How to Double Your Writing Income!
You can increase your income from writing by using these tips!
Get Paid More Money for Your Writing
You can increase your earnings for almost every article or blog you write if you follow these easy tips!
If you’ve started writing online, or landed a coveted assignment to write a magazine or newspaper article, you may be able to convert it to a bigger assignment, or even an ongoing writing gig. Here's how you can expand the revenue potential of your writing:
Write a Sidebar: Sidebars are those small ‘extra’ pieces that often accompany a larger article. They’re generally featured in a shaded box to one side of the main piece. Just so you’ll know - the term ‘sidebar’ was borrowed from the legal field, and refers to those whispered conversations between lawyers and judges to the side of the bench.
If you're writing your own blog or website, simply add an extra piece that will increase the appeal of the page or site.
If you freelance for a site or publication, be sure you have a few ideas in mind when you offer to do the sidebar (don’t just ask the editor if you can write one). When you show the editor you can offer additional value or content, he or she may well go for it.
It’s extra work, so it should command extra pay, but a bit less than the main piece. If you’re going to get $150 for the an article, for example, you might expect $50 for a short sidebar that expands on some element of the original story. Articles can have more than one sidebar, too, by the way, so let your ideas flow.
Keep the topic alive from issue to issue
You Can Turn One Writing Assignment Into Several More Gigs
Suggest a series of articles: Editors are always hungry for content ideas. If you see more than one direction you can take a story, see whether it could become a series of at least three pieces. This will give you an ongoing temporary assignment for the negotiation time spent for only one of the pieces. Freelancers spend a lot of time just getting assignments; by turning one article assignment into a series of three or four stories, you in effect increase the amount you’re being paid for your time. Don’t forget to pitch sidebars during the series, so you’ll get even more mileage.

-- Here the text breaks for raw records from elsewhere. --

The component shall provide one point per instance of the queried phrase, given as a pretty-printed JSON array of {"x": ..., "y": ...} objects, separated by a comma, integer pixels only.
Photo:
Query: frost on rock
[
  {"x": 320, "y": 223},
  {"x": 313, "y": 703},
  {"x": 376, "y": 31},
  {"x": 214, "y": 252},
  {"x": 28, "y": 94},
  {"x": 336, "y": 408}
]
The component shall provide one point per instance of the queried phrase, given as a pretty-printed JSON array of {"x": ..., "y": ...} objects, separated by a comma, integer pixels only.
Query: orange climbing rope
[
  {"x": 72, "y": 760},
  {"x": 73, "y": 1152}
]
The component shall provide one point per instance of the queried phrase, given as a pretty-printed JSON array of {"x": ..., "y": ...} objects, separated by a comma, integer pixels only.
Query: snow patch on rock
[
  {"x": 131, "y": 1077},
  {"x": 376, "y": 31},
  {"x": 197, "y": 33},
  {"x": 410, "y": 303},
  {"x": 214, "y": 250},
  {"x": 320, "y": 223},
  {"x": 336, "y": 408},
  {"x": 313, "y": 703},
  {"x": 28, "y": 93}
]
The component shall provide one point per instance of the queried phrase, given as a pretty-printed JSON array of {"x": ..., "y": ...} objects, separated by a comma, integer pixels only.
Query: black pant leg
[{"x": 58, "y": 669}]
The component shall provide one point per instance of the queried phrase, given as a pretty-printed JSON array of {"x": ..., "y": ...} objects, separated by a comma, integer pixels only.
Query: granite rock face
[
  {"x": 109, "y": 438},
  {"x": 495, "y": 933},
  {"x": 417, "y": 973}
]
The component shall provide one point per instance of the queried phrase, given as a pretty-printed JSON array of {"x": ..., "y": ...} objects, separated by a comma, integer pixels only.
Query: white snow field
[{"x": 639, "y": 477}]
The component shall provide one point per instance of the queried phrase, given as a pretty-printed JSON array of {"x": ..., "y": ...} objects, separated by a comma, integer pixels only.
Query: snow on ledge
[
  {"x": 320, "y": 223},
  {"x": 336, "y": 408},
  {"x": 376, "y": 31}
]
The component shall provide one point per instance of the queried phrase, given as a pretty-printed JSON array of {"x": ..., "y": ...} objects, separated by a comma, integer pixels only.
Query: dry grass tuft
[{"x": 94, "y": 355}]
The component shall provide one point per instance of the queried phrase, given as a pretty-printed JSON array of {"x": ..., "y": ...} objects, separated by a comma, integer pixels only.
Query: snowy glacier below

Create your own series! If you're a blogger or have your own website, think in terms of continuity. Scatter-shooting your ideas is like scatter-shooting your revenue - readers don't know what to expect when they land on your pages. Sure - some writers gain a following - but they're known for certain themes, such as food, humor, do-it-yourself tips, etc. Even if you're a generalist, you can create more impact by indexing your articles by topic, creating a series on one topic, or even branching out to create new websites (which can have unique looks). Go for it!
Develop an ongoing column: Websites and magazines need regular ‘departments’ about topics, such as technology, fashion, food, entertainment and others. Many newer sites or magazines are good sources for developing ongoing gigs. If you’re writing about a topic that has broad interest (such as dining out) but there’s no ongoing department yet, offer to write a regular column about that topic. You’ll have a regular writing gig, and will build clips quickly as you produce a weekly or monthly piece. If the editor likes the idea but says there’s not enough space or budget to go with a column in each issue, suggest every other week or month, or even quarterly, as a way to keep the topic in front of readers.
To show how your column can benefit the publication; suggest a few issues’ worth of ideas. If you’re writing for a magazine, gear the ideas to upcoming themes for each issue. For newspapers or other outlets, suggest ideas that have a seasonal appeal or otherwise fit the timeline of publications.
One caveat – if your publication brings you on as the education columnist (or whatever), there may not always be space for your pieces each month. Freelance work is never a sure thing until you get payment, so learn to budget your expenses accordingly.
Make more money through photos and sidebars
Other Ways to Earn Money From Writing
Pitch additional stories: We always uncover other story ideas when we research and write a piece. Keep notes on other interesting topics you come across and use the assignment to build your relationship with the editor by pitching additional stories for subsequent weeks or months.
Add photos: You are even more valuable to an editor if you can provide ‘art’ for your stories (photos, graphs or other visuals). Almost everyone has a decent digital camera these days. If you have to interview someone, take your camera and get interesting shots of them at work or in the environment or context of the story. You can also find and submit suggestions for art from Internet sources; as always, be certain there’s no watermark or copyright issue.
Note: If you take your own photos, you may or may not be paid for them, depending on the publication. Some publications pay additionally, but with others, writers are expected to turn in 'art' for no extra fee.This may not sound fair (and probably isn't), but that's how it is. The upsides, though, are that you'll raise your stock with the editor and you'll also have published photo credits to add to your portfolio.
Develop it into a hub or blog: If you’ve written a great story, but there’s no opportunity to take it further with a publication, consider adapting the idea to this site or to a blog. You’ll need to revise the content to avoid duplication, but since you’ve already researched the piece and produced a story, it will take you less time than developing a story from scratch.
These are just a few ways you can increase the revenue potential of a piece. Once you start thinking along these lines, you’ll come up with additional ideas to expand your income from writing.